The blending of our differing motivations has been perhaps my most challenging learning curve thus far. Especially because Sarah and Jodi and Caden aren't easily able to articulate what they are capable of or motivated by. I have to learn. They have to teach me. And the process is continuously changing and evolving. There is constant give and take as we live in this life-giving tension of shared space. So the question is daily begged: why? Why do we do this? What is my motivation? Why do we choose to "share life" with two women who have disabilities?

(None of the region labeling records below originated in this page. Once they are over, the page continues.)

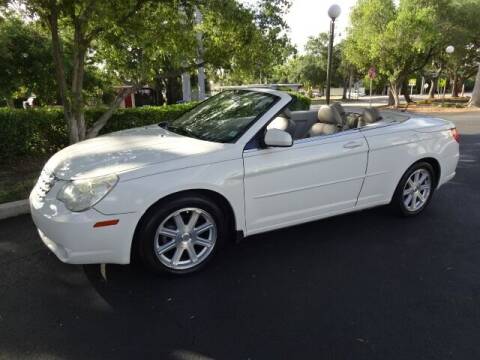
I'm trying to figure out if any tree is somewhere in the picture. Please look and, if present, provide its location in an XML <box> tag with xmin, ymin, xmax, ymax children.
<box><xmin>470</xmin><ymin>63</ymin><xmax>480</xmax><ymax>107</ymax></box>
<box><xmin>0</xmin><ymin>14</ymin><xmax>56</xmax><ymax>107</ymax></box>
<box><xmin>7</xmin><ymin>0</ymin><xmax>161</xmax><ymax>143</ymax></box>
<box><xmin>345</xmin><ymin>0</ymin><xmax>443</xmax><ymax>107</ymax></box>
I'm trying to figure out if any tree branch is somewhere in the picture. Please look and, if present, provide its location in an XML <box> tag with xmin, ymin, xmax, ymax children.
<box><xmin>86</xmin><ymin>85</ymin><xmax>138</xmax><ymax>139</ymax></box>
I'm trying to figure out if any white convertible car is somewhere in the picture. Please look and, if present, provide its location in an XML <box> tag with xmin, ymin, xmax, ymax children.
<box><xmin>30</xmin><ymin>89</ymin><xmax>459</xmax><ymax>274</ymax></box>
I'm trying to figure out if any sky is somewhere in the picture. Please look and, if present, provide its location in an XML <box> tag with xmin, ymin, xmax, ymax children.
<box><xmin>286</xmin><ymin>0</ymin><xmax>357</xmax><ymax>52</ymax></box>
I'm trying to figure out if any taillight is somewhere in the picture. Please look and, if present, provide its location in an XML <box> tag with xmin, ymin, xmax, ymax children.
<box><xmin>450</xmin><ymin>128</ymin><xmax>460</xmax><ymax>143</ymax></box>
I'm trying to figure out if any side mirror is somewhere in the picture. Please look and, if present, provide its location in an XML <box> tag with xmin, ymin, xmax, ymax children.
<box><xmin>263</xmin><ymin>129</ymin><xmax>293</xmax><ymax>147</ymax></box>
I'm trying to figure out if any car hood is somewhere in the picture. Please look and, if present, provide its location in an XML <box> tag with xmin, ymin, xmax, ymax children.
<box><xmin>45</xmin><ymin>125</ymin><xmax>224</xmax><ymax>180</ymax></box>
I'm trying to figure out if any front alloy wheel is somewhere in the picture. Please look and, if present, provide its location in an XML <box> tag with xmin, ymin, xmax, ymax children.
<box><xmin>153</xmin><ymin>208</ymin><xmax>217</xmax><ymax>270</ymax></box>
<box><xmin>134</xmin><ymin>193</ymin><xmax>226</xmax><ymax>274</ymax></box>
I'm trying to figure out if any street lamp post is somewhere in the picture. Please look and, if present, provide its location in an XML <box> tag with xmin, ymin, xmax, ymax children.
<box><xmin>442</xmin><ymin>45</ymin><xmax>455</xmax><ymax>105</ymax></box>
<box><xmin>325</xmin><ymin>4</ymin><xmax>342</xmax><ymax>105</ymax></box>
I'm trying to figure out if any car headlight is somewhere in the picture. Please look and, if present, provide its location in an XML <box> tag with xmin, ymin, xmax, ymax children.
<box><xmin>57</xmin><ymin>175</ymin><xmax>118</xmax><ymax>212</ymax></box>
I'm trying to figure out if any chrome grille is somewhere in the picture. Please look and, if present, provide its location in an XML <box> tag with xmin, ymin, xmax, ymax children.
<box><xmin>35</xmin><ymin>170</ymin><xmax>56</xmax><ymax>199</ymax></box>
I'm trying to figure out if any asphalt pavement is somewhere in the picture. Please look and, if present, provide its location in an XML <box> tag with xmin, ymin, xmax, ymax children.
<box><xmin>0</xmin><ymin>113</ymin><xmax>480</xmax><ymax>360</ymax></box>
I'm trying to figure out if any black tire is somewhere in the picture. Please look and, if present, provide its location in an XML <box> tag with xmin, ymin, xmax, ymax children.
<box><xmin>133</xmin><ymin>194</ymin><xmax>229</xmax><ymax>275</ymax></box>
<box><xmin>390</xmin><ymin>161</ymin><xmax>437</xmax><ymax>217</ymax></box>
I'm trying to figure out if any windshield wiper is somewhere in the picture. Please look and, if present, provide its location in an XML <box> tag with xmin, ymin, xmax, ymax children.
<box><xmin>167</xmin><ymin>126</ymin><xmax>202</xmax><ymax>140</ymax></box>
<box><xmin>158</xmin><ymin>121</ymin><xmax>168</xmax><ymax>130</ymax></box>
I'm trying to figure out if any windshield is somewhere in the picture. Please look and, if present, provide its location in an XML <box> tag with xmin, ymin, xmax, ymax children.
<box><xmin>168</xmin><ymin>90</ymin><xmax>279</xmax><ymax>143</ymax></box>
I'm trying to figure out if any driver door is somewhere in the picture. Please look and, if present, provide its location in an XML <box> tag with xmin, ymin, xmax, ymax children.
<box><xmin>243</xmin><ymin>129</ymin><xmax>368</xmax><ymax>235</ymax></box>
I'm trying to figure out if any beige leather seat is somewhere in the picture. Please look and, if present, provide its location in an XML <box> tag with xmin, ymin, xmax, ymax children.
<box><xmin>308</xmin><ymin>105</ymin><xmax>342</xmax><ymax>137</ymax></box>
<box><xmin>267</xmin><ymin>111</ymin><xmax>296</xmax><ymax>138</ymax></box>
<box><xmin>330</xmin><ymin>102</ymin><xmax>347</xmax><ymax>129</ymax></box>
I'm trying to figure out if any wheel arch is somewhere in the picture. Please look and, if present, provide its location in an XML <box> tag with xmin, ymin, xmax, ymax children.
<box><xmin>409</xmin><ymin>157</ymin><xmax>442</xmax><ymax>188</ymax></box>
<box><xmin>130</xmin><ymin>188</ymin><xmax>243</xmax><ymax>261</ymax></box>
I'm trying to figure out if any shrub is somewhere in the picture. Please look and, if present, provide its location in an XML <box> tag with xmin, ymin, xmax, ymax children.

There are four primary reasons why we are here. I want to put these reasons in writing so on the days when I lack motivation I can remember. The first two are extremely practical. The last two are extremely personal.

//Finances//

Simply put, we need a secondary income. We highly value living in an urban area and this means the cost of living is also higher. Having a child also raises our cost of living. I started my own massage practice last year (www.momssage.com) and I am continuing to maintain it in addition to this new job. It takes years to build a steady clientele so while Momssäge slowly builds momentum it is an enjoyable outlet for me, but its not a sufficient financial contributor. It was last February that we heard about the opportunity to work with Community Homes through a connection from our church. After a few months of praying about it we decided to accept this opportunity as a blessing that provides a second income, secure housing, and eliminates the need for excessive childcare costs.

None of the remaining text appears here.